Le sujet s’est infiltré dans la campagne présidentielle, entre les pro-nucléaire (le PC, toute la droite et l’extrême-droite) et les rares anti (NPA, FI, EELV) qui n’appellent qu’à un arrêt progressif calqué sur le scénario Negawatt. L’opposition radicale appelant à l’arrêt au plus vite pour nous épargner d’avoir à subir une catastrophe atomique a donc été absente des débats….
Et si deux des six scénarios présentés par le réseau de transport d’électricité RTE montrent bien que nous pourrions produire une électricité 100 % renouvelable sans recourir au nucléaire, il n’est question bien sûr que de construire de nouveaux réacteurs, que réclame même la Cour des comptes ! Dans le même temps en France, les déclarations se succèdent annonçant l’imminence de la décision de construire de nouveaux EPR, et même de lancer une filière de petits réacteurs, tandis qu’en sous-main et sans attendre les autorisations officielles, EDF passe déjà ses commandes. Le fiasco de la construction de réacteurs EPR en cours, les difficultés financières d’EDF et d’Orano/Areva sauvés de la faillite par les contribuables n’empêchent pas nos dirigeants de foncer dans le mur.

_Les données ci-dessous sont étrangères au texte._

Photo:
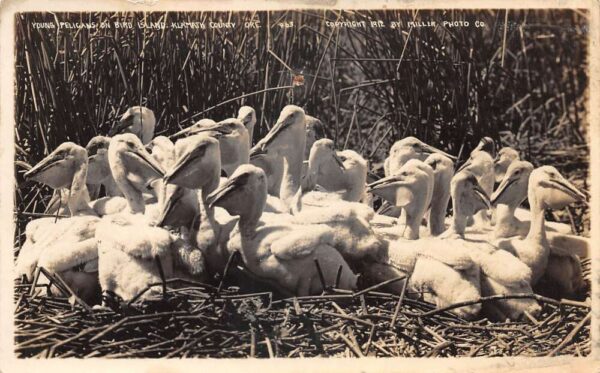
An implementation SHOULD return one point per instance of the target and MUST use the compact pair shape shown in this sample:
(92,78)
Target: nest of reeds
(190,319)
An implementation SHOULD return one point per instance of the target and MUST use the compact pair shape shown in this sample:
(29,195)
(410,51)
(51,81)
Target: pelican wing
(503,267)
(568,244)
(61,257)
(300,243)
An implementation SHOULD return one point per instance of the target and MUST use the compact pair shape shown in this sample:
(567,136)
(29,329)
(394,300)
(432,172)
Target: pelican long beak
(386,182)
(503,187)
(167,208)
(338,161)
(45,164)
(220,128)
(428,149)
(147,159)
(257,151)
(482,194)
(277,129)
(464,165)
(486,144)
(184,161)
(121,125)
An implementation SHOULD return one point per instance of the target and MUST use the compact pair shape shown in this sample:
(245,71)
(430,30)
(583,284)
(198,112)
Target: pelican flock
(133,208)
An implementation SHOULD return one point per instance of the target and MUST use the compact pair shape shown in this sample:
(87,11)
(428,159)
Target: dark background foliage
(521,79)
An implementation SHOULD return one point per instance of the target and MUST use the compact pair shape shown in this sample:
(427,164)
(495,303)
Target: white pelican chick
(198,166)
(278,253)
(411,188)
(406,149)
(127,244)
(344,172)
(137,120)
(286,140)
(65,247)
(505,157)
(501,272)
(443,170)
(233,141)
(547,189)
(564,272)
(247,115)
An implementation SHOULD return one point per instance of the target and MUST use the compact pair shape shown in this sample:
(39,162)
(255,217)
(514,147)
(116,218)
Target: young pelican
(137,120)
(401,152)
(411,188)
(547,189)
(446,275)
(198,166)
(278,253)
(65,247)
(406,149)
(127,243)
(286,140)
(344,172)
(505,157)
(233,140)
(501,272)
(314,131)
(564,267)
(247,115)
(481,164)
(443,170)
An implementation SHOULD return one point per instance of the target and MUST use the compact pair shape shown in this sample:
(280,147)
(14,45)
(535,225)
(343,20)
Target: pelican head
(163,150)
(552,189)
(198,162)
(137,120)
(478,163)
(409,148)
(323,160)
(179,208)
(292,121)
(405,187)
(247,115)
(98,167)
(314,132)
(486,144)
(467,194)
(439,163)
(324,150)
(128,156)
(504,158)
(244,191)
(513,187)
(58,168)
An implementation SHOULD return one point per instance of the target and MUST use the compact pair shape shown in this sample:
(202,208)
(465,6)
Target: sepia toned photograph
(299,183)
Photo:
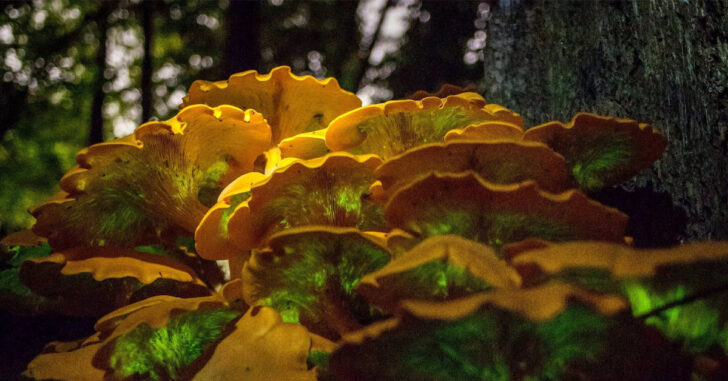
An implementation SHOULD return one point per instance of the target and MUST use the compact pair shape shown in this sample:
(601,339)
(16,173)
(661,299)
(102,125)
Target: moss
(314,274)
(437,280)
(333,199)
(495,229)
(395,133)
(699,325)
(164,353)
(486,345)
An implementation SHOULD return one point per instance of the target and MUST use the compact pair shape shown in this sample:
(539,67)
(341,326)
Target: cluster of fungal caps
(428,239)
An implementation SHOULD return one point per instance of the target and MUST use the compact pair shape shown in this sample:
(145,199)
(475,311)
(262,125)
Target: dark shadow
(654,221)
(23,337)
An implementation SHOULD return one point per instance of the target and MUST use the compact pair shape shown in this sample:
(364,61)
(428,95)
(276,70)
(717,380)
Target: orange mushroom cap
(88,359)
(309,274)
(393,127)
(466,205)
(620,261)
(307,145)
(446,89)
(330,190)
(212,239)
(601,150)
(92,281)
(262,347)
(491,130)
(291,104)
(498,162)
(439,268)
(131,192)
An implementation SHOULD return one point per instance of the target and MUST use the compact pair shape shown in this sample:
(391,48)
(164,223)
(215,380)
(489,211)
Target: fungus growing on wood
(308,145)
(445,90)
(545,333)
(290,103)
(331,190)
(465,205)
(212,236)
(97,280)
(441,263)
(496,162)
(440,268)
(154,338)
(160,183)
(393,127)
(488,131)
(681,290)
(309,275)
(263,347)
(601,151)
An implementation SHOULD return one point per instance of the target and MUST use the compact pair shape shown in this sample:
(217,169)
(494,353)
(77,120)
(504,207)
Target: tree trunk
(664,62)
(147,62)
(242,49)
(96,133)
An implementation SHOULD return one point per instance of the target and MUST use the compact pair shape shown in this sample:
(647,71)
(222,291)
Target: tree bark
(242,49)
(147,62)
(96,132)
(664,62)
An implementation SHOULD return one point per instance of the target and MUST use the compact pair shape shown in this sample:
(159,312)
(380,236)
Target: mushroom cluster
(432,238)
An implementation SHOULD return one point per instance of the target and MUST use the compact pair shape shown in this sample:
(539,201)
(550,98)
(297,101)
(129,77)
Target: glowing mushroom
(601,151)
(440,268)
(309,275)
(93,281)
(497,162)
(393,127)
(550,332)
(331,190)
(137,191)
(291,104)
(468,206)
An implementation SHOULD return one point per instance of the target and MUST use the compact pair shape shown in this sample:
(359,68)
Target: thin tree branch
(147,64)
(365,52)
(96,132)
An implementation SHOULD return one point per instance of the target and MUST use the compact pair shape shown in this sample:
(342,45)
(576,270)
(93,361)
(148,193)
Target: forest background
(75,73)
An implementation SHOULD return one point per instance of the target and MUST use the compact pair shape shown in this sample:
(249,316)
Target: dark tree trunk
(147,63)
(242,49)
(664,62)
(96,133)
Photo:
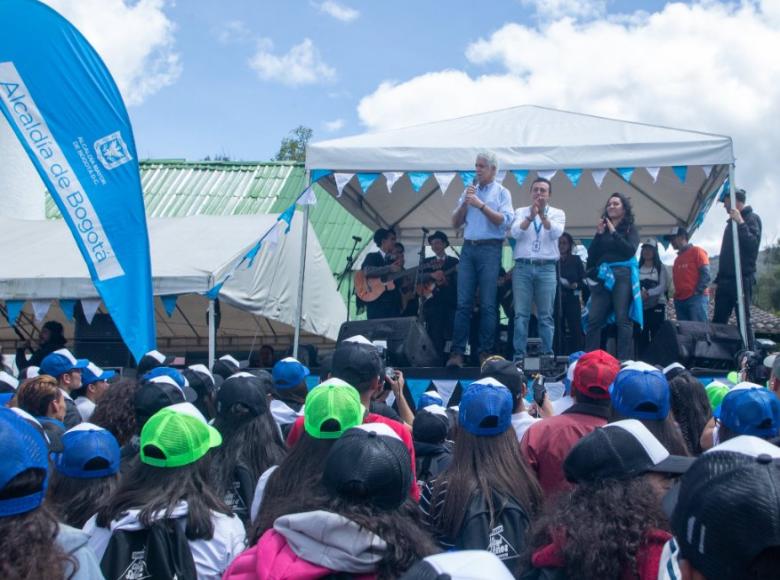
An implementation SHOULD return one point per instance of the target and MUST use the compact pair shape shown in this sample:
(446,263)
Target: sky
(232,78)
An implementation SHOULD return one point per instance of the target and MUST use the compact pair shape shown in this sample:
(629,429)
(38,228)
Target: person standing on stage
(485,208)
(691,276)
(439,281)
(379,264)
(611,257)
(725,283)
(534,279)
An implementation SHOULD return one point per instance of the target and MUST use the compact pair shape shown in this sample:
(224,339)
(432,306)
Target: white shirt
(548,239)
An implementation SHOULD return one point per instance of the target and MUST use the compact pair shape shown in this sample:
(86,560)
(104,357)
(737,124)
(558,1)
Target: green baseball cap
(331,408)
(177,435)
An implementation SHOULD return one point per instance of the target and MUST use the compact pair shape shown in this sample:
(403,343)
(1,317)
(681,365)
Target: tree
(293,148)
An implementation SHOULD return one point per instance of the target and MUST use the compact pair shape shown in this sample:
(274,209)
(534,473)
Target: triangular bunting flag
(573,175)
(67,306)
(626,173)
(681,171)
(520,175)
(598,176)
(341,180)
(90,306)
(317,174)
(417,179)
(40,309)
(169,302)
(307,197)
(444,180)
(13,309)
(366,180)
(391,177)
(653,171)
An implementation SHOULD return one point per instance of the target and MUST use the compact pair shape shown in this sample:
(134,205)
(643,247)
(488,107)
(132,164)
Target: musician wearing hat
(438,289)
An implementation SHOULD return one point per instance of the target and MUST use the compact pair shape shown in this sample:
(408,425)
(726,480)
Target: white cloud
(334,125)
(135,39)
(339,11)
(706,66)
(302,65)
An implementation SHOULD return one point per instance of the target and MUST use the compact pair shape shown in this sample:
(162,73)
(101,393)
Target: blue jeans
(693,308)
(533,284)
(479,267)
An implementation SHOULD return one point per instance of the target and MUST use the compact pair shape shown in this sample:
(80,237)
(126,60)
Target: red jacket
(401,430)
(546,443)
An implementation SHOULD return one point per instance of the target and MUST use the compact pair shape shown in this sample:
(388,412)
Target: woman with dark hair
(170,484)
(690,408)
(86,473)
(654,282)
(488,485)
(359,524)
(251,440)
(611,262)
(572,275)
(32,544)
(610,525)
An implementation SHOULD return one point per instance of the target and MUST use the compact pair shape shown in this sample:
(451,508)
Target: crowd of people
(625,295)
(633,472)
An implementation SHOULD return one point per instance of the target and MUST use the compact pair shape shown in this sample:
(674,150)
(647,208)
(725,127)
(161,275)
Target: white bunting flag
(40,309)
(653,171)
(444,180)
(391,177)
(341,180)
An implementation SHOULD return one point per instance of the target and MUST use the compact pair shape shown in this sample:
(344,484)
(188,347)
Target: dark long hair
(484,465)
(115,412)
(600,526)
(299,474)
(28,541)
(74,501)
(691,408)
(154,490)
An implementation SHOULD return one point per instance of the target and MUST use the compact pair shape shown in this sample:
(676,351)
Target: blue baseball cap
(60,362)
(750,410)
(486,408)
(93,373)
(88,452)
(288,373)
(23,448)
(641,394)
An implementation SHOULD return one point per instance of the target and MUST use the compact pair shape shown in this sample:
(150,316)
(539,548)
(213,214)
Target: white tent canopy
(41,262)
(534,139)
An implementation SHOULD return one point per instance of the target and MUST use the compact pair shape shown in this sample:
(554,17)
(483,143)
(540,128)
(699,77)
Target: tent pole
(299,305)
(738,263)
(212,335)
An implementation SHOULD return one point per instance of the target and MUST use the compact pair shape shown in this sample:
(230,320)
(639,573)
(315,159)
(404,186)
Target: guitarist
(380,264)
(440,285)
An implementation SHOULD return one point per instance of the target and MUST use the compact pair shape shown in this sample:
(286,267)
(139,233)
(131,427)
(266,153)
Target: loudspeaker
(408,343)
(695,344)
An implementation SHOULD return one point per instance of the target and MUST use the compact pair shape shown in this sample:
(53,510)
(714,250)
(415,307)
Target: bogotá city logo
(112,151)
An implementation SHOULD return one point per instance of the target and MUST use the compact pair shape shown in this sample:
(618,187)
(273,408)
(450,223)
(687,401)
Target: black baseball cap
(369,464)
(620,450)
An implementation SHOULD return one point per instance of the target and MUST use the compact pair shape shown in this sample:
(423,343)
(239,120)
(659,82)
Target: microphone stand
(346,273)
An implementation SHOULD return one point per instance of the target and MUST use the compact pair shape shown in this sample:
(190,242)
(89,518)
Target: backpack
(160,552)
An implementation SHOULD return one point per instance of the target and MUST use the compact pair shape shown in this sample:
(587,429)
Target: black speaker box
(695,344)
(408,343)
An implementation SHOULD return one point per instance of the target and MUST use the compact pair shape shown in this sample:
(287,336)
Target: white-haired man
(484,211)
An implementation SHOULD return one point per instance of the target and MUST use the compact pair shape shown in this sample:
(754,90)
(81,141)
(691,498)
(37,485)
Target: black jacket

Comme dans les pays voisins, il faut appeler à l’arrêt du nucléaire, et à la promotion de la sobriété énergétique en même temps que celle des énergies renouvelables. À l’inverse, les décisions de l’État, enrobées de beaux discours, nous engagent vers une société gourmande en électricité et en énergie. La surenchère dans le soutien au nucléaire d’une bonne partie de la classe politique est tout simplement lamentable et même criminelle. Les générations futures méritent mieux que ces propositions d’un autre âge, d’autant que la tragédie de la guerre en Ukraine montre comment l’existence de centrales nucléaires fragilise et menace un pays qui en est équipé !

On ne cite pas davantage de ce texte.